Sunday, February 11, 2007

Maze Gohan


Maze Gohan, originally uploaded by Sweet Sugarplums.

My dad's aunt would make enormous vats of this rice for family gatherings. He came from huge family, 10 kids here in America (and 2 that stayed behind in Japan when the family emigrated). There'd be 50 of us in the house on the holidays. This rice was always part of the meal. I've never had rice like this before or since and have been trying to figure out the secret. It was basically pork fried rice but it was sweet. I think carrot and sugar may be what make the difference. I recently heard from my cousin Paul that Auntie would also use a lot of bacon grease (ah-ha!) - of course, what wouldn't taste great with bacon grease!

I use various combinations of meats when I make fried rice. My favorite is chicken, ham, and shrimp. This time, I used leftover pork roast, soy chicken strips, and Chinese lop chong sausage. I didn't have greens (spinach or bok choy). After I took the picture, I realized I had forgotten the peas. I like them more for the color than anything else, but there was definitely something missing without them. It's important to use cold rice so the grains stay separate and firm.

MAZE GOHAN

3 stalks celery, minced
1 onion, slivered
1 carrot, slivered
mushrooms, sliced, optional
2 cups spinach, coarsely chopped
3 eggs
1/4 cup peas
4 cups cooked white rice

1/4 cup hoisin sauce
2 tablespoons low-sodium soy sauce
1 teaspoon sugar
1 tablespoon sherry
green onions, chopped

Heat a tablespoon of oil in a wok over highest heat. Stir-fry the carrot, onion, and celery until tender. Add some sherry if needed, to allow vegetables to steam and reduce browning. Add mushrooms and cook until soft and the liquid has evaporated. Add spinach and cook until wilted down. Remove from pan to large serving bowl or platter.

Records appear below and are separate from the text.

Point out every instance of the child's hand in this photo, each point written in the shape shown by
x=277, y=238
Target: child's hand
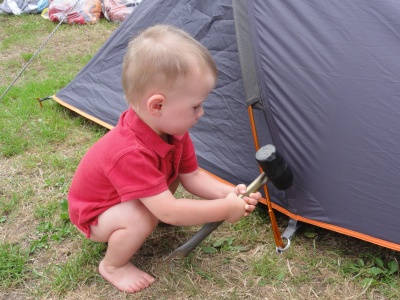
x=241, y=207
x=251, y=199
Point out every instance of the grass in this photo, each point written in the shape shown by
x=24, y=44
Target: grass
x=42, y=256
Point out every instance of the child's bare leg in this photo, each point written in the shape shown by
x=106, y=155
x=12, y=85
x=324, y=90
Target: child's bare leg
x=125, y=226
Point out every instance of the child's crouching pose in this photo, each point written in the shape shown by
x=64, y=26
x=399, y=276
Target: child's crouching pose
x=124, y=184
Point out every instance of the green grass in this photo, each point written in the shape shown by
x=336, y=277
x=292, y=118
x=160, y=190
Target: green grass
x=42, y=256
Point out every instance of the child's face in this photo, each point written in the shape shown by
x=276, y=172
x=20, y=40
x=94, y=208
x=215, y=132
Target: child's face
x=183, y=106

Add another tablespoon of oil to wok. Add rice and cook until warmed and lightly browned. Remove to bowl with the vegetables.

Heat another tablespoon of oil. Add eggs and cook until set into a 1/2-inch pancake. Remove from pan and chop into 1/2-inch cubes.

Combine sauce ingredients and heat in the wok. Return all ingredients to the wok and stir gently. Season to taste with more sugar, sesame oil, and bean sprouts if desired. Add green onions at the end so they keep their bright color and shape.